Response: 201 Created

{
"id": "r1234567-89ab-cdef-0123-456789abcdef",
"status": "pending",
"total_rows": 150,
"completed_rows": 0,
"created_at": "2026-04-10T14:30:00.000Z"
}

Get Evaluation Run

GET /v1/evaluations/:id
Terminal window
curl https://api.floopy.ai/v1/evaluations/r1234567-89ab-cdef-0123-456789abcdef \
-H "Authorization: Bearer $FLOOPY_API_KEY"

Response: 200 OK

{
"id": "r1234567-89ab-cdef-0123-456789abcdef",
"organization_id": "550e8400-e29b-41d4-a716-446655440000",
"dataset_id": "d1234567-89ab-cdef-0123-456789abcdef",
"prompt_id": "p1234567-89ab-cdef-0123-456789abcdef",
"model": "gpt-4o",
"status": "completed",
"config": { "budget_limit_cents": 5000 },
"total_rows": 150,
"completed_rows": 150,
"results_summary": {
"count": 150,
"relevance": { "mean": 78.5 },
"coherence": { "mean": 82.1 },
"helpfulness": { "mean": 75.3 },
"safety": { "mean": 94.8 },
"composite_score": {
"mean": 81.2,
"p50": 83.0,
"p95": 95.0,
"min": 42.0,
"max": 99.0
}
},
"created_at": "2026-04-10T14:30:00.000Z",
"completed_at": "2026-04-10T14:45:12.000Z"
}

Get Evaluation Results

GET /v1/evaluations/:id/results

Returns the aggregated results summary for a completed run. Response format matches the results_summary object above.

Cancel Evaluation Run

POST /v1/evaluations/:id/cancel
Terminal window
curl -X POST https://api.floopy.ai/v1/evaluations/r1234567-89ab-cdef-0123-456789abcdef/cancel \
-H "Authorization: Bearer $FLOOPY_API_KEY"

Response: 200 OK

{
"id": "r1234567-89ab-cdef-0123-456789abcdef",
"status": "cancelled"
}

Only runs in pending or running state can be cancelled.


Troubleshooting

No scores appearing

  • Verify that traffic is flowing through the gateway (check the request logs page).
  • Scoring is automatic — no configuration needed for built-in dimensions.
  • Scores appear after the feedback worker processes batches (up to 30 seconds delay).

Regression alerts not firing

  • Ensure you have at least 50 scored requests in the last hour AND in the 7-day baseline.
  • Low-traffic organizations may not reach the sample size threshold.
  • Duplicate alerts are suppressed for 4 hours — check if a recent alert already exists.

Custom dimensions not scoring

  • Confirm your custom dimensions are marked as Active in organization settings.
  • Custom dimension evaluation uses an external LLM. If the LLM is rate-limited or unavailable, custom scores are skipped and the composite score is computed without them.
  • Changes to custom dimensions are cached for 5 minutes.

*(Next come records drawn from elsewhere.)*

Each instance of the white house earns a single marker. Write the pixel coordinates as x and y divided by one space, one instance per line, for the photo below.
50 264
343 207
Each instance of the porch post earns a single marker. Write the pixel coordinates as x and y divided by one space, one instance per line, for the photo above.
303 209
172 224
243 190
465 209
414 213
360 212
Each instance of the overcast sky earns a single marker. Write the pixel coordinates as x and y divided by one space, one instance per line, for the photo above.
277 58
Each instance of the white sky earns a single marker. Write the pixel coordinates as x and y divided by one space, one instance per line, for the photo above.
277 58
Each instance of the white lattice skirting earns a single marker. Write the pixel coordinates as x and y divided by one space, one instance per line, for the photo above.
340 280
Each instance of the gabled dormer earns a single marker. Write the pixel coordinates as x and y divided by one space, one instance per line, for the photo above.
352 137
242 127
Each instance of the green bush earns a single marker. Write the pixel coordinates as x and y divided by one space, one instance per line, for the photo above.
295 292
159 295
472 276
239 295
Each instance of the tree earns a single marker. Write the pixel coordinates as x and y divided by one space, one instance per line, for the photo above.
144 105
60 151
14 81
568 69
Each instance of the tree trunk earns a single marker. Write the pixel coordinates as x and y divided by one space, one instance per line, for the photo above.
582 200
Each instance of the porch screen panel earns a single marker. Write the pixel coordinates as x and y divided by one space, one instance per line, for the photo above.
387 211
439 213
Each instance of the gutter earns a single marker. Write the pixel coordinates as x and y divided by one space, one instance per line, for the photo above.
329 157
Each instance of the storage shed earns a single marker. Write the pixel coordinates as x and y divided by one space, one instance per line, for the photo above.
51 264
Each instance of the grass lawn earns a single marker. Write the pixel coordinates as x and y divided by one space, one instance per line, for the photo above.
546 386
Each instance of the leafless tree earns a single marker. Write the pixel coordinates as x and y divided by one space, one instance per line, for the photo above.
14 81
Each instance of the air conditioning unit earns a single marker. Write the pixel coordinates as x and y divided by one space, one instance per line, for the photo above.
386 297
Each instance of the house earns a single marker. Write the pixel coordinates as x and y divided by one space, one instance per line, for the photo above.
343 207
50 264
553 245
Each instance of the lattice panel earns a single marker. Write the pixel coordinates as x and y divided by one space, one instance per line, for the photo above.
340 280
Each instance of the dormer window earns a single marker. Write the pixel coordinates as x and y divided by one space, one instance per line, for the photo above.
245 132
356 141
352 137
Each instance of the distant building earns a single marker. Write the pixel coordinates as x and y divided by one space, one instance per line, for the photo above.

Evaluation run stuck in “running”

  • Check if the gateway is healthy and processing requests.
  • Large datasets may take time — monitor the progress bar (completed rows / total rows).
  • If the run appears stuck, cancel it and create a new one.

Evaluation run failed with budget error

  • The run exceeded the configured budget limit before completing all rows.
  • Increase the budget limit or reduce the dataset size.
  • Check the results summary for partial results from rows that completed before the budget was exceeded.

Comparison shows statistical significance warning

  • Results are based on fewer than 30 samples.
  • Run a larger dataset or wait for more production traffic before drawing conclusions.